In current offshore wind farms, the platforms are typically fixed to the seabed and as a result, cost becomes prohibitive in waters deeper than 50 metres. This limitation is a bottleneck for the further exploitation of wind energy in Europe. Far offshore, floating designs minimise the lateral wave loads acting on the turbine and are cheaper than fixed platforms reaching the same depth. In the present study, the hull of the wind turbine consists of a floating steel cylinder attached to the seabed through moorings, while the turbine is modelled as an actuator disc. Numerical tools capable of calculating the complete response of a floating wind turbine with fully coupled hull, moorings and wind turbine are currently at an early stage of development. An efficient strategy to minimise the computational cost is also lacking. To fill this knowledge gap, cutting-edge ocean/fluids and solids computational methods will be employed. Key components are: (a) a numerical wave deep basin that uses unstructured meshing, coupled to (b) a discrete element method for the dynamics of solids with (c) finite element modelling of stresses and (d) mesh adaptivity.
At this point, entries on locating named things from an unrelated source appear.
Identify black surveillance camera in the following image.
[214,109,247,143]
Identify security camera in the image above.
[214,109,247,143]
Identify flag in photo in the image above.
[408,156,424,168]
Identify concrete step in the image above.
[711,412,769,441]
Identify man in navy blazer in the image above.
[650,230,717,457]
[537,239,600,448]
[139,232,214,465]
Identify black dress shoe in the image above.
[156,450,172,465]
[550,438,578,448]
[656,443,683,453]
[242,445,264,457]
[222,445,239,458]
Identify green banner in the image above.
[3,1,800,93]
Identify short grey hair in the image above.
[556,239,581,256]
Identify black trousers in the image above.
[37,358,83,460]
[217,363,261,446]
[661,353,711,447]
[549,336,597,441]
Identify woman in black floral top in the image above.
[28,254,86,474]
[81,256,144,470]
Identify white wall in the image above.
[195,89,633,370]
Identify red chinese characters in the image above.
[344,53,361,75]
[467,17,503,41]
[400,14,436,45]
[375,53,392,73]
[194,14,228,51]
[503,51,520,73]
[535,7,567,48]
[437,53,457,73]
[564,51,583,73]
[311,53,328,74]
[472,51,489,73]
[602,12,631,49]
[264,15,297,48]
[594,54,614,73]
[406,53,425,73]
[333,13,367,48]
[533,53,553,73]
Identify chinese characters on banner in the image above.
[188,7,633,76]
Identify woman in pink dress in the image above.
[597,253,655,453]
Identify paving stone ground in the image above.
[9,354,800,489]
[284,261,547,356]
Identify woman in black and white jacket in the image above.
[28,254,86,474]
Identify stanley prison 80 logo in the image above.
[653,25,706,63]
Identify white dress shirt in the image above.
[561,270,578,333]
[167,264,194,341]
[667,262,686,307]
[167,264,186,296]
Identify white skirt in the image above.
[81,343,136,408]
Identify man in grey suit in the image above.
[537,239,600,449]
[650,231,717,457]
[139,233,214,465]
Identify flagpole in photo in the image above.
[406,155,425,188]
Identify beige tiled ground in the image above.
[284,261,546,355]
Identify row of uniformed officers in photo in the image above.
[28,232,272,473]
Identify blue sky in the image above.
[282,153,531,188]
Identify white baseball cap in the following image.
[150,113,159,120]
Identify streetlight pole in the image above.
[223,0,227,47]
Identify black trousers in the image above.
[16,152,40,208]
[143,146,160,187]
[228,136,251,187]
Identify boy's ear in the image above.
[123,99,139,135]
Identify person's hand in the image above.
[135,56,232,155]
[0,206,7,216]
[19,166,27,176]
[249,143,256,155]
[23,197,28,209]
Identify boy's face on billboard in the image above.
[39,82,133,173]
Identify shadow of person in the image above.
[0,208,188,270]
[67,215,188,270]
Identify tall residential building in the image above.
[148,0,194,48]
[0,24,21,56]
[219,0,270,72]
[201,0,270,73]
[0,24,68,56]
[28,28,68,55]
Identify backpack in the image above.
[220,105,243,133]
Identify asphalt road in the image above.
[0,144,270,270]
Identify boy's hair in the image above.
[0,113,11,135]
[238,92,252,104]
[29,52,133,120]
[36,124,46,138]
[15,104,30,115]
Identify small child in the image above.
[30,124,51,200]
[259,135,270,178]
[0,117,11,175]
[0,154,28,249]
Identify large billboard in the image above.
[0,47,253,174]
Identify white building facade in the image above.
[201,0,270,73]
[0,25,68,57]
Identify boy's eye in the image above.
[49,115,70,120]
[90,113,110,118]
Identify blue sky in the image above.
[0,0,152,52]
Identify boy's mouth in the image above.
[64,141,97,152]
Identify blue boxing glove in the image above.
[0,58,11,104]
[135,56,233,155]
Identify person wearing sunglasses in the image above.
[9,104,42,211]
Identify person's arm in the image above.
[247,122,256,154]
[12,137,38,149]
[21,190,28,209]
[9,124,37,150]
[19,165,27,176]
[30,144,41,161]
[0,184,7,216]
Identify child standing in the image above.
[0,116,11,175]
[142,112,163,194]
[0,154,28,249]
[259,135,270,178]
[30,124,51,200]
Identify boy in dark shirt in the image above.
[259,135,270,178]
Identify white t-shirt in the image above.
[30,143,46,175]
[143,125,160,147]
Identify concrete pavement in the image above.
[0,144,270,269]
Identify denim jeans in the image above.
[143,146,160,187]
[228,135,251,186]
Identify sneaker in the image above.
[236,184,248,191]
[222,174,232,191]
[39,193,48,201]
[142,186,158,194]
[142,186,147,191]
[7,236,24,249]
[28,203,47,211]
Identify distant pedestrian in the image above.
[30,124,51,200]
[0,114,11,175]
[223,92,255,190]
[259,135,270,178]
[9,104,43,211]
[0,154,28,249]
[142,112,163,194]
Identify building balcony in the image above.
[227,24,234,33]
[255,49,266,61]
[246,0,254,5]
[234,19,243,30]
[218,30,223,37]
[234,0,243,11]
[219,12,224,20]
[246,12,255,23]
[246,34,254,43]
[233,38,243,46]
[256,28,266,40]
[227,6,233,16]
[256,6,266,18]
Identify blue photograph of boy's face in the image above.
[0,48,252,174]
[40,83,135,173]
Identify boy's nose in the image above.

The overall deliverable is an open-source code to model the two-way coupling between fluids and floating solids. The proposed tool will be capable of: (1) determining the limits of stability and resistance of the floating system to different weather conditions, (2) assessing the effect of deep-ocean currents on the hull and moorings, (3) estimating the effect of the turbine movement on the power extracted.'
Placing wind turbines far offshore has several advantages over existing wind farms yet design and implementation is complicated. An open-source modelling tool developed with EU support should fill the knowledge gap.